Ursprünglich lag die Fassade links 30 cm hinter der allgemein bekannten Front, während rechts die Schankstube einen geringen erkerartigen Vorsprung bildete, wie es ähnlich beim Adrianischen Haus gegenüber auf dem Brink (Baujahr 1619) zu sehen ist. In einer Zeit, als man glatte Fassaden bevorzugte (etwa um 1800) versetzte man die zurückliegende Wand um 30 cm nach vorn und erhielt damit eine glatte, in einer Fluchtlinie mit der Schankstube liegende Front. Nur der Eckständer links und der Winkelständer rechts neben dem Eingang blieben erhalten und wiesen die entsprechenden Zapflöcher auf. Hinter der von Anfang an verputzten neuen Vorderwand verbarg sich am linken  Eckständer eine kräftige, geschwungene Diagonalknagge, wie sie sonst in Vlotho in gleicher Art nicht erhalten ist.

 

Mit dieser „Frontbegradigung" war auch der alte Hauseingang mit seinem Torbalken verschwunden, der wahrscheinlich über den Erbauer und den Baumeister hatte Auskunft geben können.
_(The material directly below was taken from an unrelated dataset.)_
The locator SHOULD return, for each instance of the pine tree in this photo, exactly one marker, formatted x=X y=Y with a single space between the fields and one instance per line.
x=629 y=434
Der darüber liegende, aber durchgehende Inschriftbalken trug das Fachwerkgerüst des Giebels, auf dem nach Abklopfen des Verputzes farbige Bemalungen zu Tage traten. Man konnte deutlich rot-weiß und schwarze Blätter und Ranken erkennen, die auch auf die aus gemauerten Fächer übergriffen. In der Renaissancezeit vor dem 30jährigen Krieg waren derartige Bemalungen durchaus üblich. Bei stattlicheren Bauten sind sie in hölzerner Schnitzarbeit bis heute erhalten und im benachbarten Salzuflen und aus anderen Städten wohlbekannt.

 

Der Inschriftbalken trug mit noch gotisch ausgebildeten Buchstaben einen Spruch in niederdeutscher Sprache. Ähnliches existiert in Vlotho nicht mehr. Er lautete: „ALSO HATT GODT DE WELT GELEVET DAT HE SINEN ENIGEN GEBOREN SONE GAFF UP DAT ALLE DE AN ENE GELOVEN NICHT SCHOLEN VERLAREN WERDEN SUNDER DAT EWIGE LEVENDT HOBEN JOHANN AM 3 CAPITT ANNO 1604 DINGESTAG NACH JACOBI". Zwischen den vorspringenden und den Spruchbalken mittragenden Balkenköpfen war jeweils eine Verzierung in Zahnschnittmuster auf die Füllbalken gesetzt worden.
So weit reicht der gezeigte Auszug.